Мюльгаузен нахмурился, взгляд его потяжелел. Он даже прищурился от напряжения, и Дьяков под его взглядом переступил с ноги на ногу. Оглянувшись, он заметил поблизости стул и вдруг сел, положив кепку на колени. Он сидел боком к Мюльгаузену, но чувствовал, как тот грубо и презрительно осматривает его, и в смущении стал теребить кепку.
— Ну, слушаю…
— Понимаете, я в дороге заболел…
— Что?
— Заболел, говорю, по дороге к вам.
— А-а…
— А больница, знаете, известное дело, попади им только в руки… Еле удрал.
— Кто удрал?
— Я о себе говорю, что из больницы…
— Не понимаю. Вы кто такой?
Дьяков привстал и положил перед командиром свой мандат. Мюльгаузен медленно прочел мандат, отодвинул в сторону, вытащил кисет и начал крутить папироску. Руки его вздрагивали, табак рассыпался. И спички почему-то ломались, никак он не мог прикурить. Дьяков незаметно наблюдал, как командир закуривает. Он чувствовал, что тот злится, даже уши покраснели. Наконец какая-то спичка зажглась, и Мюльгаузен медленно раскурил самокрутку, глубоко затянулся и выпустил из носа две струи дыма. Дьяков поморщился, глядя на дым, и слабо обмахнулся кепкой.
— А город ваш довольно большой, оказывается. Правду сказать, я не ожидал, что… — начал было Дьяков оживленно, но запнулся.
Мюльгаузен молчал, попыхивая дымом. На Дьякова напал вдруг кашель. Шея и лицо его побагровели, на висках вздулись крупные вены, высокий белый лоб мгновенно покрылся испариной.
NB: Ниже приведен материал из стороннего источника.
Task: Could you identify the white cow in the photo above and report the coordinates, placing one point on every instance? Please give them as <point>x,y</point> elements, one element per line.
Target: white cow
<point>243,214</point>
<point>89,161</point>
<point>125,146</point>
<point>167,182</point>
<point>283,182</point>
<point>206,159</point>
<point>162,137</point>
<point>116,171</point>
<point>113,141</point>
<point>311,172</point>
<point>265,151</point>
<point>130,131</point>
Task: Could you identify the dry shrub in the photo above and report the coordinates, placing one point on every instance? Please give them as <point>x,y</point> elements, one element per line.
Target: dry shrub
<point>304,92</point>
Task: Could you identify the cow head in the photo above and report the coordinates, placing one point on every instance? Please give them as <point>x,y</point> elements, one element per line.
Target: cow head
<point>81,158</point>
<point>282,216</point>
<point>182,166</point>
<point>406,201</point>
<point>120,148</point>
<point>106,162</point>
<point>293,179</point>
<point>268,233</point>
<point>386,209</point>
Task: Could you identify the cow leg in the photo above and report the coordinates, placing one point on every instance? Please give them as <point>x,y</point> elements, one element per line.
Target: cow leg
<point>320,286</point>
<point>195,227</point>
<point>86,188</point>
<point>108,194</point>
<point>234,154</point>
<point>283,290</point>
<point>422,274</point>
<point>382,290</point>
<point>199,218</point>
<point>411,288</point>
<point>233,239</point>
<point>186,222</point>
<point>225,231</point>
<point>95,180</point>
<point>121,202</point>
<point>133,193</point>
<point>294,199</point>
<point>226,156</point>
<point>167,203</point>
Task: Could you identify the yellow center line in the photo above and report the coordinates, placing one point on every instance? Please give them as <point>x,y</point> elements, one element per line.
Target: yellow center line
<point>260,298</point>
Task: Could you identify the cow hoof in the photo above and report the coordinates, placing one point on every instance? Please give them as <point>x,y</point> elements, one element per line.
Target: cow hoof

— Извините… Астма проклятая…
Мюльгаузен и на этот раз промолчал.
— Я видел, у вас большое депо… Сколько рабочих?
— Н-да… — неопределенно протянул Мюльгаузен и стал смотреть в окно. Лицо его стало таким рассеянным, что казалось, он совсем забыл про Дьякова.
— Меня зовут Петр Яковлевич. А вас, товарищ Мюльгаузен?
Мюльгаузен поднялся из-за стола, заложил руки за спину.
— Не могли с музыкой встретить. Извини.
— С музыкой?..
— Почему так долго ждать себя заставил? — загремел вдруг Мюльгаузен.
— Ждать?.. А зачем меня было ждать?
— Приказано было ждать тебя! Сколько людей напрасно потеряли! Эх ты, ко-мис-сар!